The realities of home
But romanticising home has a shadow side. Sometimes, when we finally return, reality does not match the glowing picture we’ve carried in our minds. Streets feel different. People have moved on. Even recipes have changed , people are now putting crayfish in “pomme pilé” (abomination….. krkrkr).
The shock is real: to love home deeply and yet not recognise it fully.
But here is the truth, at some point you realise: Home isn’t perfect. It never was. But it’s still mine.
The ache of guilt
If memory is sweet, guilt is bitter.
Homesickness is not just about longing; it’s also about responsibility sometimes. The guilt of being absent when family needs you.
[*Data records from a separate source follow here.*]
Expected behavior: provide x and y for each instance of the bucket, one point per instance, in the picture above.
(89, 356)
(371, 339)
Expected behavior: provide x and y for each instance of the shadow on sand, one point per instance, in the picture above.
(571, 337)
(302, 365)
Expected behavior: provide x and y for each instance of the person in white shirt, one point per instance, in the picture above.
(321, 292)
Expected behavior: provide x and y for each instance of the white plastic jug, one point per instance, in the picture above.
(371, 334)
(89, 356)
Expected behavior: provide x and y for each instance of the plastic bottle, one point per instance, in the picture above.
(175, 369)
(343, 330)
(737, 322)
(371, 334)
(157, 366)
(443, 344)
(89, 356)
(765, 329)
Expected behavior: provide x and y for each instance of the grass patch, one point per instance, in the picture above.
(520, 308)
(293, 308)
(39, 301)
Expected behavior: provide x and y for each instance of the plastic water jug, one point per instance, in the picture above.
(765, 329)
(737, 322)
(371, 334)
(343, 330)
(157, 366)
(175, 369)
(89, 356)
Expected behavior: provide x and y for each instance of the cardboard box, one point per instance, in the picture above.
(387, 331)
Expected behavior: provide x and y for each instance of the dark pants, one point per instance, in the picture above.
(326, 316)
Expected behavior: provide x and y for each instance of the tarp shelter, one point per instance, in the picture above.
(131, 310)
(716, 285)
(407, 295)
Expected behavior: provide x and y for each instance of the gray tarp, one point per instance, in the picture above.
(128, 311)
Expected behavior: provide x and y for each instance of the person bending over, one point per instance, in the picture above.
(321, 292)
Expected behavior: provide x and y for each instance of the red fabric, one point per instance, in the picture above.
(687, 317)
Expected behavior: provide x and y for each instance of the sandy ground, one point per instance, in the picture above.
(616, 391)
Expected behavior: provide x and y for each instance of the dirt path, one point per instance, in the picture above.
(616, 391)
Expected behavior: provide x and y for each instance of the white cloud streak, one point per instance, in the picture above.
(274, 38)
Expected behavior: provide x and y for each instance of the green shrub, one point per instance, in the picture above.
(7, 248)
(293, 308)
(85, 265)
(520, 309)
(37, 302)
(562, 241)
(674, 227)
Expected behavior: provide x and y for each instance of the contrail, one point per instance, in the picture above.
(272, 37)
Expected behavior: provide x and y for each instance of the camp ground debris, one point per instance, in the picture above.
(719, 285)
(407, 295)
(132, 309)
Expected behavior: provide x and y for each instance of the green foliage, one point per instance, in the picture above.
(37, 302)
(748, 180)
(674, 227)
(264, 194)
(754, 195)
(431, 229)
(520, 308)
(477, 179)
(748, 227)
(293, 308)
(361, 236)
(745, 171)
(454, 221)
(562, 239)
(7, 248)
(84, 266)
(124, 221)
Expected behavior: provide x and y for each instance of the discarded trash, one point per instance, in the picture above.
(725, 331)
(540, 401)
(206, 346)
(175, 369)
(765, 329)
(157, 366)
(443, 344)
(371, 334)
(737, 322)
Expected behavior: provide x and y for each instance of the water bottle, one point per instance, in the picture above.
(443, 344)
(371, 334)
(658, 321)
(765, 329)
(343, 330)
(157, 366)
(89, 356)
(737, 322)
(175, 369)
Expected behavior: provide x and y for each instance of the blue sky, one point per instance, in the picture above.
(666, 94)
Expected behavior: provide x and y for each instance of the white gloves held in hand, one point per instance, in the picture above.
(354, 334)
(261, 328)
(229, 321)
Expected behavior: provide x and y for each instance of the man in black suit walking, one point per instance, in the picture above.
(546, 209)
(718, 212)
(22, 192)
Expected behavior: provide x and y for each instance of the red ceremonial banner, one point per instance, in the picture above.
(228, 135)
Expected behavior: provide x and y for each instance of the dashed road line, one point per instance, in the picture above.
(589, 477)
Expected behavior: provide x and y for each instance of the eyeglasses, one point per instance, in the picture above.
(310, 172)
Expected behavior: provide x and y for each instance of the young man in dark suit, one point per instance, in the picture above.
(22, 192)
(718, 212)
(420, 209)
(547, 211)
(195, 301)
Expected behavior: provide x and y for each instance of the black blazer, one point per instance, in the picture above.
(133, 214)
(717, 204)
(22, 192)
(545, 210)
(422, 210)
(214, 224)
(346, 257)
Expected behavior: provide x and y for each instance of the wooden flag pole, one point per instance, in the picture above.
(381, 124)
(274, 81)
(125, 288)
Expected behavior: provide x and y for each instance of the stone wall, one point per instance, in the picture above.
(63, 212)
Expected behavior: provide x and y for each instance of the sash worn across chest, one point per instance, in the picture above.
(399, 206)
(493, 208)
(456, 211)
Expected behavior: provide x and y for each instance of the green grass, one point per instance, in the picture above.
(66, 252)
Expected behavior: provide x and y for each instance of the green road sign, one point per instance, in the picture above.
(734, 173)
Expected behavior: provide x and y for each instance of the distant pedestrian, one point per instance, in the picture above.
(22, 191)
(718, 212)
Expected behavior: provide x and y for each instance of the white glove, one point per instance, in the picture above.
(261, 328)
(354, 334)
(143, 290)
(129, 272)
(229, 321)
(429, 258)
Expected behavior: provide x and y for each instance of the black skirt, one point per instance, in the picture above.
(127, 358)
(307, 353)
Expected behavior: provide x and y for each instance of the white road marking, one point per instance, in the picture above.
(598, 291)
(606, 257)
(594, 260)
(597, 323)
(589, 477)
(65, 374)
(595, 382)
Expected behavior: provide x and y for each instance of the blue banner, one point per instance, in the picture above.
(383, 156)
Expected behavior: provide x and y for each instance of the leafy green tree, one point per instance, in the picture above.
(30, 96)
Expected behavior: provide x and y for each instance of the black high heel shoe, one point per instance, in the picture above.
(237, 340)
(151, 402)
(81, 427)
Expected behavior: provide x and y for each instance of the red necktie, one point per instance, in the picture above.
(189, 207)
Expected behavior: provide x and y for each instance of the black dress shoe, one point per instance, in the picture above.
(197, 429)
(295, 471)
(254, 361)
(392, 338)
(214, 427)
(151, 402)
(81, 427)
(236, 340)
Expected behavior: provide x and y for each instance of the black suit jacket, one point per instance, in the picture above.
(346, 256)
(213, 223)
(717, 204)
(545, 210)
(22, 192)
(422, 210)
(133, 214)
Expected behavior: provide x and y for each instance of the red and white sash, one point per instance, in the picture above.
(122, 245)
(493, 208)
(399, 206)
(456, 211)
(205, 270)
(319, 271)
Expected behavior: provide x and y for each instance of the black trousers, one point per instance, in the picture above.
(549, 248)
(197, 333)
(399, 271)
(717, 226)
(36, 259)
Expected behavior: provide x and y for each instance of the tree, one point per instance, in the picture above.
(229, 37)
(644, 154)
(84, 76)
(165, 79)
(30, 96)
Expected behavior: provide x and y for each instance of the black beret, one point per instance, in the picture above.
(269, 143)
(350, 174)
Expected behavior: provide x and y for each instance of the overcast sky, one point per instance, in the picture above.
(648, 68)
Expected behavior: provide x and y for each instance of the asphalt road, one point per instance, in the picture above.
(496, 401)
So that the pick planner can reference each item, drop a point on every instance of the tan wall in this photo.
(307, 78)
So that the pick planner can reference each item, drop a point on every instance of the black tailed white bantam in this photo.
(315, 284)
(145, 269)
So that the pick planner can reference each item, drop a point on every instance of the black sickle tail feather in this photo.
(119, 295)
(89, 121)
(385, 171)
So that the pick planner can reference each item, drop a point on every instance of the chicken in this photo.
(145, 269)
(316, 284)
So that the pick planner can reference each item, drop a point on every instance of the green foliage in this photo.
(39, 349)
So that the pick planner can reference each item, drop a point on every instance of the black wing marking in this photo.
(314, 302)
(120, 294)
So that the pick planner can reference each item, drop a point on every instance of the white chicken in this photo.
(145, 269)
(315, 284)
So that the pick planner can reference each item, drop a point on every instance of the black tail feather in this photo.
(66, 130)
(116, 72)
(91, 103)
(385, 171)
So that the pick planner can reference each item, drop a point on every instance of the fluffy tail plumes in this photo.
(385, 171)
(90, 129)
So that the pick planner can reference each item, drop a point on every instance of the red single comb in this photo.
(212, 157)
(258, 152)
The guilt of safety while loved ones struggle.
And for parents waiting years for family reunification, the ache deepens. Children grow up without you. Partners learn to survive alone. And when papers finally come through, you sometimes meet again as near-strangers. Love still there, but requiring patience and rediscovery. Like an instrument that must be tuned again before it can play in harmony.
And then comes another worry: that even once reunited, you and your family will never be fully accepted in the new land.
The weight and the wonder
A friend once told me:
“As an African, you can never feel at home in Germany. You will always be on the margins because of your skin.”
I understood the pain. Xenophobia and exclusion are real. They scar the heart.
But I had to reply:
“Do you know, in this same Germany, you can meet people who will do more for you than even your own parents?”
Both realities exist. There is rejection. But there is also love.
There are people who will see your humanity before your passport, your brilliance before your accent, your soul before your skin.
And when you find this, it makes you realise: home is not only about blood or birthplace.